Not that he needs it – he has complete confidence in his own creative choices – but he does have some support, most pleasingly from Johnny Cash, another Dylan hero and himself a bit of a wild card. ‘Make some noise, track some mud on the carpet’, Cash advises.
Timothy Chalamet is nothing short of brilliant as Dylan. His face isn’t particularly alike, but he captures the Dylan demeanour so well – the tousled hair, the dark shades, the signature slouch, the often surly public demeanour. (Dylan’s rise to fame was so swift he was unprepared for the sometimes scary attentions of crowds of avid fans.)
Most amazingly, Chalamet sings all the songs himself as well as playing the guitar and harmonica. I’ve heard several people say he’s a better singer than Dylan. That wouldn’t be hard and I agree, but Dylan’s importance in popular culture comes not from his singing but from his words. He’s the only songwriter to have been awarded the Nobel Prize for Literature.**
Edward Norton plays Pete Seeger, and HE does all his own singing and playing too! Seeger was never much of a singer, and his songs sound very corny now, but it was no mean feat on Norton’s part to learn the banjo for the role. The same goes for Monica Barbaro who taught herself to sing and play guitar like Joan Baez.
We don’t learn much about Dylan’s past, but this is true to the man’s enigmatic character. There’s a scene where he gets cross when his girlfriend finds an album of photos from his childhood and starts looking through it. But he doesn’t want to be Robert Zimmerman from Hibbing, Minnesota, any more. He’s left that nondescript hometown and identity behind and and taken the name of the world’s most celebrated poet. This theme of creating oneself in a chosen persona recurs throughout the movie.
That girlfriend, played here by Elle Fanning, is named here as Sylvie. This was at the request of Dylan himself, because ‘Sylvie’ was not a public figure.
In this Dylan was being gentlemanly, even if his youthful behaviour towards women was not always so. Like any young man on the road to fame and fortune, he wasn’t big on monogamy. It’s interesting to note here that Dylan approved A Complete Unknown, even to the extent of contributing to the script and checking his own lines, so we can safely assume the accuracy of this portrayal.
Dylan’s attitude towards women was a mixture of tenderness and need alongside a combative insistence on sexual and emotional independence. It comes across in his songs: It Ain’t Me Babe, Don’t Think Twice (It’s Alright) and Like A Rolling Stone. Listen to the latter again and be reminded of its gloating belligerence, addressed to a woman. You could say that as well as setting a new direction in political protest music he did likewise with the honest, adult, unromantic love song.

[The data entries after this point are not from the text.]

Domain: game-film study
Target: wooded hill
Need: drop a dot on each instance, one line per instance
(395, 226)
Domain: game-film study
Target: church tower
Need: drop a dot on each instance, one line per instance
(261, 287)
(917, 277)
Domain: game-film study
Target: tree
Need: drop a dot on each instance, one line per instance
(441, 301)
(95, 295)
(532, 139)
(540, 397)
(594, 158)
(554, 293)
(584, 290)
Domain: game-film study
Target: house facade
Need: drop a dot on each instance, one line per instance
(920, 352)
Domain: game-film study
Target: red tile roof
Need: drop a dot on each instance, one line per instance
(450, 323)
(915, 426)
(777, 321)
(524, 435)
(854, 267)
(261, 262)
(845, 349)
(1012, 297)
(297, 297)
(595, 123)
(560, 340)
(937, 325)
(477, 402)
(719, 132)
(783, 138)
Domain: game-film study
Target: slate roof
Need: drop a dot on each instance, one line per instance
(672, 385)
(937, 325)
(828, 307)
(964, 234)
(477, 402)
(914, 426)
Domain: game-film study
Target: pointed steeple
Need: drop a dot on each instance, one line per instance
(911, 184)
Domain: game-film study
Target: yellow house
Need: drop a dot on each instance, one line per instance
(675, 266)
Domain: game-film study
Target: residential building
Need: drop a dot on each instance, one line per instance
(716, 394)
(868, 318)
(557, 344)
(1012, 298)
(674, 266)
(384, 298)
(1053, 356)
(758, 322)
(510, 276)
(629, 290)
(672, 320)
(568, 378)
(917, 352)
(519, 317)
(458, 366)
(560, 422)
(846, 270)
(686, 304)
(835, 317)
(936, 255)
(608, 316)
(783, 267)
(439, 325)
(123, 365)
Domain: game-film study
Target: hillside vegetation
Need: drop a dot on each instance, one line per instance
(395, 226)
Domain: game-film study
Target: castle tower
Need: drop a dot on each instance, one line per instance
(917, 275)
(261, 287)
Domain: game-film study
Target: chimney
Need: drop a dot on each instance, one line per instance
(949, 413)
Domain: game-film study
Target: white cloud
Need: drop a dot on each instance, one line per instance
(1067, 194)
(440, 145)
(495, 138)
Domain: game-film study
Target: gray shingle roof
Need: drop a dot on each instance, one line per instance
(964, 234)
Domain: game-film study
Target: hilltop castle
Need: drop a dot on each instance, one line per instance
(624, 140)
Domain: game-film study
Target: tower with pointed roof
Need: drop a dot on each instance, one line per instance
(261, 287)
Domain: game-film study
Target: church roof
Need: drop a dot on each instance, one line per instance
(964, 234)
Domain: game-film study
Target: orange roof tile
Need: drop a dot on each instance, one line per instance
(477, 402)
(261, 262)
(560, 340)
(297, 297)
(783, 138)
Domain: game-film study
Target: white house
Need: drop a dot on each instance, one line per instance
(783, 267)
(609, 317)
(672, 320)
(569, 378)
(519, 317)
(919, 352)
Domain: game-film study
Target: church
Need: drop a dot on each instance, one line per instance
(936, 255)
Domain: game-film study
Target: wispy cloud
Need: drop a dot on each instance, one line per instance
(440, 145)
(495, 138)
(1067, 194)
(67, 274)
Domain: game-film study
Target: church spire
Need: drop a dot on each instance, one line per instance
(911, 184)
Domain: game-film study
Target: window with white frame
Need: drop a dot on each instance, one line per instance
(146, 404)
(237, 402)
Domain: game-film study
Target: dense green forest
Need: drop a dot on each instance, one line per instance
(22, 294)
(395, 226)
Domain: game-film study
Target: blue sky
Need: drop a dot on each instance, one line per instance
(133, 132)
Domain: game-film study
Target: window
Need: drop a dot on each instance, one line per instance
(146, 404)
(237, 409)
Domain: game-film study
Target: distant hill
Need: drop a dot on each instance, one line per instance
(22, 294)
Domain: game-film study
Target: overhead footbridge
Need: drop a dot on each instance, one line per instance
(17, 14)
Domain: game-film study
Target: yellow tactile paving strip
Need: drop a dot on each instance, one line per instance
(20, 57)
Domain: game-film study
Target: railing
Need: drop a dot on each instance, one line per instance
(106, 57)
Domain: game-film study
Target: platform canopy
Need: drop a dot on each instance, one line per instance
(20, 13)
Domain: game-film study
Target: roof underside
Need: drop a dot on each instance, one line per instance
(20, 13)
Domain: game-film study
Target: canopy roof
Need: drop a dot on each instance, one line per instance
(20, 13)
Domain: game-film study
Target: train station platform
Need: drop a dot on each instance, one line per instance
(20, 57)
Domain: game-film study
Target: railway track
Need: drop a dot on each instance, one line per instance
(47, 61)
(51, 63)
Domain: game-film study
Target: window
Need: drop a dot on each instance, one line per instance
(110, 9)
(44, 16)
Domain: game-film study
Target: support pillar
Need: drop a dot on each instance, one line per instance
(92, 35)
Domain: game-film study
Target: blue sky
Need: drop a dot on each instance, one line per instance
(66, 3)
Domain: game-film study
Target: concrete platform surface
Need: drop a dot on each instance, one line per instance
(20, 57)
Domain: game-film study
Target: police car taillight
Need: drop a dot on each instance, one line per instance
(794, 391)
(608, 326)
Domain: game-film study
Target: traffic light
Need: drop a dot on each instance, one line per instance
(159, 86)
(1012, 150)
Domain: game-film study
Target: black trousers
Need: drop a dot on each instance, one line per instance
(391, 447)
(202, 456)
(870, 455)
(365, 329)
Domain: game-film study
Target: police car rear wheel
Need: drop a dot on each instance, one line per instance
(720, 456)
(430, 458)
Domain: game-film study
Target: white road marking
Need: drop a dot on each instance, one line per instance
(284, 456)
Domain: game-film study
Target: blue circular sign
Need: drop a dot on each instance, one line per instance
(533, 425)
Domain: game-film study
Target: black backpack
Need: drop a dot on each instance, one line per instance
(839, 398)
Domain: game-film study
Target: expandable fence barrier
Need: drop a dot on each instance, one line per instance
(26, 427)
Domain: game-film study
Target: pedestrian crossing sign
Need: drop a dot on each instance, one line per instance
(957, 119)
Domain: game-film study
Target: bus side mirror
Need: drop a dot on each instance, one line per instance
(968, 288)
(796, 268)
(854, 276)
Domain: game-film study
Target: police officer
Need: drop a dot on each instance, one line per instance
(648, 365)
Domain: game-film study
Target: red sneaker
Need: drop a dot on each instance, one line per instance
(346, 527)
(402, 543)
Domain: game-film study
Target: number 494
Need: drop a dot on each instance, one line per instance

I loved A Complete Unknown and I’m not the only one. It’s already earned a swag of awards and has earned eight Oscar nominations including Best Picture, Best Director (James Mangold), Best Supporting Actor (Norton) and Best Supporting Actress (Barbaro). Director Mangold previously directed the Johnny Cash story Walk The Line, which I also loved, but then I adore a good biopic.
*Baez’ lovely 1975 song Diamonds and Rust is a reflection on their early years.
** I’ve always thought that Dylan is more poet than singer. From the magical lyricism of Love Minus D No Limit to the gritty mean-streets passion of Hurricane and any number of songs in between, he deserved that Nobel.
PS: Actors are credited for playing the parts of Peter, Paul and Mary and also Maria Muldaur. I barely registered P, P and M, who were on the way out anyway, and I totally missed Maria Muldaur.